The San Diego Chargers scored a dominating upset win over the CIncinnati Bengals in the wild card round of the playoffs on Sunday. San Diego took the game, 27-10, on Cincinnati turf, taking advantage of three Andy Dalton turnovers. The Chargers went into this game as the six seed with a 9-7 record, making it into the playoffs with an awful lot of help from some other teams choking in Week 17. It's San Diego's first playoff win since 2008, and the third consecutive wild card loss for the Bengals.
It's also yet another playoff game lost by Cincinnati with Marvin Lewis at the helm. He's been in charge of the team for 11 seasons, though the recent losses are more significant given the weapons on the team.
Cincinnati led 10-7 heading into the second half, but allowed 20 consecutive points to a Chargers team that struggled on offense. Philip Rivers threw for just 128 yards off of 12 completions, but didn't throw an interception. He was assisted by 196 rushing yards from primarily Ronnie Brown, Danny Woodhead and Ryan Mathews.
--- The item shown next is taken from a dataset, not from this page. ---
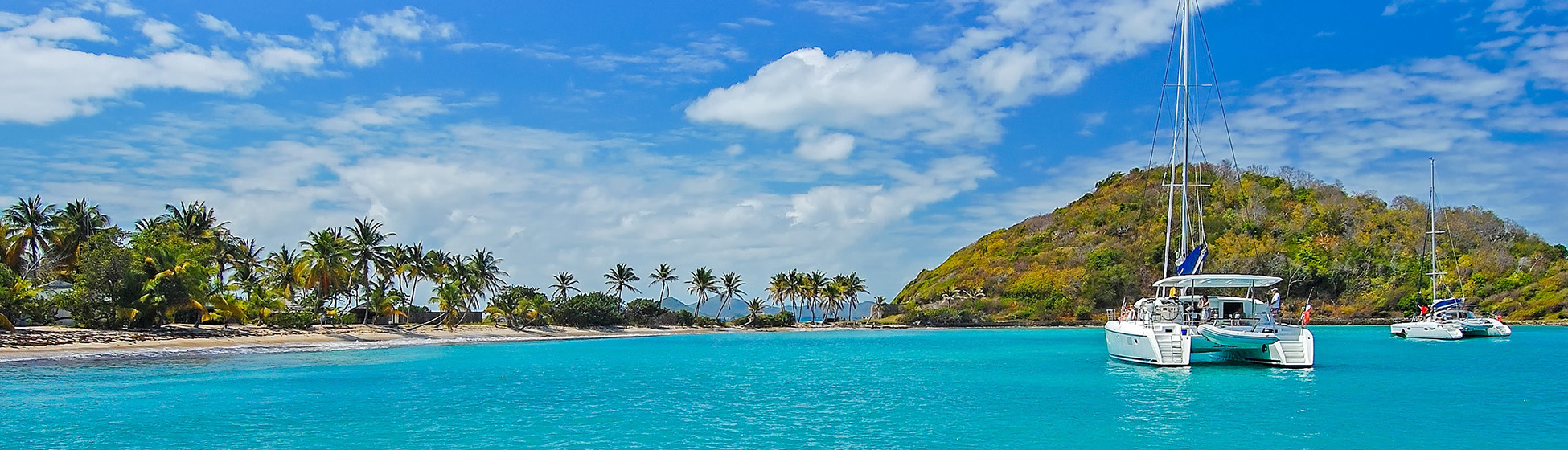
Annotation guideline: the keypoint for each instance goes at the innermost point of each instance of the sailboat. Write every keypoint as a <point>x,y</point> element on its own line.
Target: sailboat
<point>1192,311</point>
<point>1449,317</point>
The Bengals played a solid game on the defensive side of the ball, but they failed to create turnovers and with Cincinnati's mistakes on offense, the writing was on the wall. John Gennaro of Bolts From The Blue believes that winning the turnover battle was the key to San Diego's success:
Heading into this game, I thought the Chargers had a chance to win. Most of the Bengals home wins this year required multiple turnovers by the opponent. If the Chargers could avoid turnovers, I thought they could win. Well, not only did San Diego not have a single turnover, they forced the Bengals into four turnovers (including a crucial one at the end of the first half the probably saved the team a touchdown).
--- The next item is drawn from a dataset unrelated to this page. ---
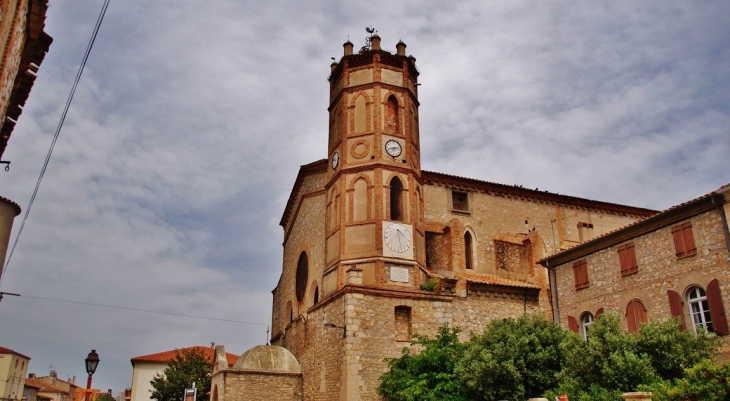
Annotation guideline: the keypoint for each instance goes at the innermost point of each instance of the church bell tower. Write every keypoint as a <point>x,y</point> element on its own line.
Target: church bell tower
<point>374,222</point>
One has to wonder where the Bengals go from here. At this point, with a young, talented offense failing to execute, the blame will fall on the head coach and the quarterback. Josh Kirkendall of Cincy Jungle is pulling no punches, noting that the Bengals have been here before and that Dalton deserves as much of the blame as anybody:
Despite all of the signs suggesting that Cincinnati would finally break free from a 23-year old drought without a playoff win, the Bengals did what the Bengals do: Collapse in a big game, lose a playoff game and confirm the talking points about Marvin Lewis failing to get that elusive playoff win, reaching 0-5 for his postseason career. Reexamining his future is going to be fervent, if not with unfavorable consensus.
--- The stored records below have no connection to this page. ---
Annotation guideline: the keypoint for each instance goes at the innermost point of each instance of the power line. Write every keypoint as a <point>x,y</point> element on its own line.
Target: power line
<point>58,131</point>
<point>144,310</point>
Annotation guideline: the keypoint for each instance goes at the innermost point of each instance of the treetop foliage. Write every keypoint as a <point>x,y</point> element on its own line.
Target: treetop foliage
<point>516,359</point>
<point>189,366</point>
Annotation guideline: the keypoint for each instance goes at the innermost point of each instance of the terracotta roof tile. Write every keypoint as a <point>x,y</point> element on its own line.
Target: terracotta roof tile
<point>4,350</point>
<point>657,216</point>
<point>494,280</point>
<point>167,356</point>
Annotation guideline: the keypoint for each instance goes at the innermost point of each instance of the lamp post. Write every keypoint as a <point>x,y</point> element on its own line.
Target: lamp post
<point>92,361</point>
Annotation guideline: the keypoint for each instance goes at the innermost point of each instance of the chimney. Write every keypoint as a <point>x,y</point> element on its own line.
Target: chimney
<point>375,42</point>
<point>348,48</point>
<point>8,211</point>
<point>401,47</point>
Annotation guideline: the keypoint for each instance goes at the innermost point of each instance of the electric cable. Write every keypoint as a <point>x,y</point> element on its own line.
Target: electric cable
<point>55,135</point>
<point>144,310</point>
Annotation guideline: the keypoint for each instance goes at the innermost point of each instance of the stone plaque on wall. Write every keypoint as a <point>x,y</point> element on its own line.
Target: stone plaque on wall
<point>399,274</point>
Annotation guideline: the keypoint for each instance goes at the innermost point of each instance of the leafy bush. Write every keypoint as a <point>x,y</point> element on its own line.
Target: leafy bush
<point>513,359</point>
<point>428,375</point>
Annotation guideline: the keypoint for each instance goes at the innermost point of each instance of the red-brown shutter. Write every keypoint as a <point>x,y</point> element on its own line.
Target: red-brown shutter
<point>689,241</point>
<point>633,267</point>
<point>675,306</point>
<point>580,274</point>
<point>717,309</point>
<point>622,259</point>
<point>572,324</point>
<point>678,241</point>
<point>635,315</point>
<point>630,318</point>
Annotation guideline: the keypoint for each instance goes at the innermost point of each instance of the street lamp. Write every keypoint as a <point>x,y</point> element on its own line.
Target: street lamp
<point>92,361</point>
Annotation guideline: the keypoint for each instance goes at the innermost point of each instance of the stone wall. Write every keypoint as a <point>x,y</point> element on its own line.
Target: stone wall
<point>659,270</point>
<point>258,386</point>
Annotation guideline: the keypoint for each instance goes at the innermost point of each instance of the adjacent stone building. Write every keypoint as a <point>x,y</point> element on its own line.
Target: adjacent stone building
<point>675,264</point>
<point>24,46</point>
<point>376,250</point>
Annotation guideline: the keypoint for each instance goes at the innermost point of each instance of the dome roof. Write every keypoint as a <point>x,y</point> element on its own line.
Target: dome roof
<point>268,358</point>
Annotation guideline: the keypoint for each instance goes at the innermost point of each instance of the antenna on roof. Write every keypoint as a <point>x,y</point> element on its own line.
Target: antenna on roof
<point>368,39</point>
Andy Dalton will receive a bulk of the criticism, and in one respect, he should. Though the offensive line struggled against San Diego's pass rush, Dalton routinely held onto the football taking sacks or making panic-like throws. Often failing to recognize the blitz, or finding hot reads to get rid of the football, his scrambles usually led to quarterback sacks or untouched fumbles caused by the ground. At one point, feeling a nonexistent pass rush and bailing from the pocket, Dalton was often scrambling into pressure. Failing to recognize the blitz and his hot reads led to much of it.